Sekretaris Komisi Penanggulangan AIDS Nasional (KPAN), Dr Nafsiah Mboi SpA MPH menengarai penyebabnya adalah kurangnya keterbukaan di antara pasangan suami istri.
“Kalau di keluarga modern, di mana ada keterbukaan antara suami dan istri, sebelum menikah misalnya, dia sudah mengaku, ‘saya dulu pakai narkoba, sudah ada virus, jadi kita hubungan seks selalu pakai kondom ya’. Itu bisa, tapi sebagian besar enggak mau kasih tahu kalau dia terinfeksi,” paparnya pada Media Briefing “Pekan Kondom Nasional 2010” di Decanter Wine House Plaza Kuningan, Jakarta, Jumat (26/11/2010).
“Pada dasarnya, istri tidak pernah mempertanyakan suaminya.
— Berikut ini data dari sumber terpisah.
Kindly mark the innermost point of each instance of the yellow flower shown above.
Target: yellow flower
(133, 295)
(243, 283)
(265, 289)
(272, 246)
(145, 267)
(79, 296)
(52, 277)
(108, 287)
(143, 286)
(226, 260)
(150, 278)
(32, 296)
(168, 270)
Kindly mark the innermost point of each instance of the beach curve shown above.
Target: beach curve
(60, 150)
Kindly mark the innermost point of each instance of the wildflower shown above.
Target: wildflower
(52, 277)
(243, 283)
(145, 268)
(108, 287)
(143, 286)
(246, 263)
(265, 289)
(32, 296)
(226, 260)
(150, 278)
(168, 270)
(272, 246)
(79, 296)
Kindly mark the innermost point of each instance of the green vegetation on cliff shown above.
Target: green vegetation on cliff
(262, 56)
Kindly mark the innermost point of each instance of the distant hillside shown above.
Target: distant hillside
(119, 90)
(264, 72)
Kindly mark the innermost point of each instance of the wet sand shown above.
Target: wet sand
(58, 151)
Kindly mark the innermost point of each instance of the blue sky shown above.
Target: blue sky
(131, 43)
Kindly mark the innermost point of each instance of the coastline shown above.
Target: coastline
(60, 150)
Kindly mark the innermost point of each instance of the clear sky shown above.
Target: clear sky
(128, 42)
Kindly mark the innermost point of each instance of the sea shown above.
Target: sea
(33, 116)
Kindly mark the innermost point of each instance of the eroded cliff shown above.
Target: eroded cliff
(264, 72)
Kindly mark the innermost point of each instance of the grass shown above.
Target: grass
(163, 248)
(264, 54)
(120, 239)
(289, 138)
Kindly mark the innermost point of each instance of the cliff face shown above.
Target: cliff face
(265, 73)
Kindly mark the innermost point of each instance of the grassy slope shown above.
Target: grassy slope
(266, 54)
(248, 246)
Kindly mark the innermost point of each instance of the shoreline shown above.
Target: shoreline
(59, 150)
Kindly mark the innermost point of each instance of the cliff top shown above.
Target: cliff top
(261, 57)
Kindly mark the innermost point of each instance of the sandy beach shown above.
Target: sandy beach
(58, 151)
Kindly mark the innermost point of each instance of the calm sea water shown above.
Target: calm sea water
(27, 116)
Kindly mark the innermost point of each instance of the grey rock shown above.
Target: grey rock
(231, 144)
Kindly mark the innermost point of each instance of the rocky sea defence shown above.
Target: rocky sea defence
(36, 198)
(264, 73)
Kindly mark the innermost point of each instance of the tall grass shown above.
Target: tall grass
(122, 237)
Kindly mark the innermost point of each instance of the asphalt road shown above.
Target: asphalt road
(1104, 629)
Jadi kalau suaminya 'jajan' di luar, dan terinfeksi, baik dengan sengaja maupun tidak sengaja, dia pulang membawa virus,” tambahnya.
Lebih lanjut Nafsiah memaparkan, upaya preventif dilakukan pada kedua belah pihak, baik suami maupun pekerja seks. Sebab di saat yang sama, istri pun butuh untuk melindungi diri.
“Jelas, wanita butuh melindungi diri, tapi sedikit sekali istri yang bisa memaksa suaminya untuk memakai kondom. Akhirnya, kita lakukan pendekatan melalui tempat penularannya, yakni tempat lokalisasi. Kita upayakan pemberdayaan pekerja seks. Dia bisa katakan, ‘Saya berhak sehat, saya tidak mau ditulari pelanggan, sebaliknya, saya tidak mau menulari pelanggan’,” ujar Nafsiah.
Sementara dari pihak suami, pendekatannya adalah melalui perusahaan tempat dia bekerja, seperti apa yang dilakukan Indonesian Business Coalition on AIDS (IBCA). IBCA didirikan oleh tujuh perusahaan multinasional dan nasional (Chevron IndoAsia, BP, Freeport, Unilever, Sinarmas, Gajah Tunggal, Sintesa Group) sebagai koalisi perusahaan yang melakukan upaya pencegahan dan penanggulangan HIV/AIDS di tempat kerja. Dampak HIV/AIDS sendiri bagi perusahaan adalah menurunkan produktivitas dan profitabilitas mereka.
“Kalau dia kuat imannya, jangan pergi ke tempat pelacuran. Kalau dia tidak kuat, ya harus pakai kondom, harus bertanggung jawab. Sehingga, kita melindungi ibu rumah tangga yang tidak tahu apa-apa di rumah. Banyak sekali suami yang tidak mau mengaku kepada istrinya. Itu pengalaman kami,” tukas Nafsiah.
Couple counseling
Sebagai tindakan solutif, couple counseling (VCT) atau memeriksakan bersama suami dan istri menjadi jawaban. Namun, seperti disayangkan Nafsiah, jumlah pasangan yang menjalani couple counseling masih sedikit sejak dimulai dua tahun lalu.
“Couple conseling, itu jalan keluarnya. Makanya, sekarang kami melatih banyak konselor dan untuk melakukan couple conseling. Bagaimana hidup pasutri di kemudian hari sebagai suami-istri tanpa saling menularkan virus,” terang Nafsiah.
Selain couple counseling, Nafsiah menimpali, upaya yang dilakukan adalah menghilangkan stigma dan diskriminasi yang melekat pada diri suami istri.
“Suami tidak mau mengaku kepada istrinya, juga sebaliknya, karena malu nantinya akan mendapat perlakuan diskriminatif dari pasangan maupun lingkungan sekitarnya,” kata Nafsiah.